If you take a look at the list of the BEST DECKS in standard right now, you’ll see many that sideboard well for games two and three.
Those decks would look very different if engineered for Bo1. They might not even be numbered among the best decks. No one knows. Not even pros. It’s a new format, and a partially degenerate one: going first is vital for many decks, things that are traditionally bad are now good, and when it comes to just grinding out your daily gold, making someone quit is as valid as winning and there are a variety of toxic things you can do to achieve that, like “roping” (expending the timer needlessly), which works exceptionally well if you’ve already demonstrated that you’re playing a slow, grindy deck. They’ll just cut out and move on like sensible adults.
So if you’re someone who thinks “wow, I can have a bunch of standard decks for the first time in my life,” Arena is like an answer to a prayer from a dark lord of chaos.
Yes, you can have them, but unless you’re practicing for paper events (which may cost you your daily gold in entry fees on Arena), there might not be any point to having them because they’re the wrong decks and you’re in uncharted territory here! And you might not be able to afford the wacky decks you want to play because a Teferi, Hero of Dominaria and a Weatherlight are both worth the same mythic wildcard and you’d have to be half crazy to spend on the latter. And if you do, 1/3rd of the time you’ll feel terrible running your Weatherlight over someone playing a default “precon” deck while the other 2/3rds of the time you’ll get smashed by a T1 deck, because EVERYONE has one.

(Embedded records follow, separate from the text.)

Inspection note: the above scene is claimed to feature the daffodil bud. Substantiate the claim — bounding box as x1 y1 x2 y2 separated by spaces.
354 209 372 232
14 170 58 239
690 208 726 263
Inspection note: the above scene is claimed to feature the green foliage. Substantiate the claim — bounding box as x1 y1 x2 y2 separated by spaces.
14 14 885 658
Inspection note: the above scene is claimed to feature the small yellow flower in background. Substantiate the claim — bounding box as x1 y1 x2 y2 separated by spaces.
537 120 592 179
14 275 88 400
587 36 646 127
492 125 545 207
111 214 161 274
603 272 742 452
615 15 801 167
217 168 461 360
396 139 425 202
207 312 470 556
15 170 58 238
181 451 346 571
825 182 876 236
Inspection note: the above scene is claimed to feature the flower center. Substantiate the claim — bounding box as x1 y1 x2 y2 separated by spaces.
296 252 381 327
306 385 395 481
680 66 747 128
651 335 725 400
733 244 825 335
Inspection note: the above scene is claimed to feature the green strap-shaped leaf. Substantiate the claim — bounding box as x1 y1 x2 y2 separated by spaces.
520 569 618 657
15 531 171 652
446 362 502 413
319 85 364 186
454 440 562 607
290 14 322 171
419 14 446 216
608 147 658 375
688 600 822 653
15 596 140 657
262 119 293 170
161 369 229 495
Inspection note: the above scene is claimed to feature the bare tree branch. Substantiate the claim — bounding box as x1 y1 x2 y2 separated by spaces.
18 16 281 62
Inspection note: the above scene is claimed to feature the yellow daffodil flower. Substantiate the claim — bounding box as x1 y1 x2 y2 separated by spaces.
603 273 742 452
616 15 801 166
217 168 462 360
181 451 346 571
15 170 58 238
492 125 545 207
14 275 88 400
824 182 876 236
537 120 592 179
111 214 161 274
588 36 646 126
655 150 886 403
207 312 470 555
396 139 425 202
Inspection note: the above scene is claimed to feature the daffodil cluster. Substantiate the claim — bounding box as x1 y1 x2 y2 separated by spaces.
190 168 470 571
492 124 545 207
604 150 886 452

At any rate, this puts to rest the notion that Magic would be more fun if everyone had access to the best decks without restriction. Most players seem to like a little unfairness, at least if it’s on their side.
So what’s the point of playing, then? Well, to get more cards. I want them all.
If you’ve ever been into Magic in any form, shape, or capacity *and* lean towards OCD, I have to give Arena a hearty recommendation.
Otherwise, you might be better off giving it a pass unless you’re willing to be a whale and have more options going in and not being a slave to the grind.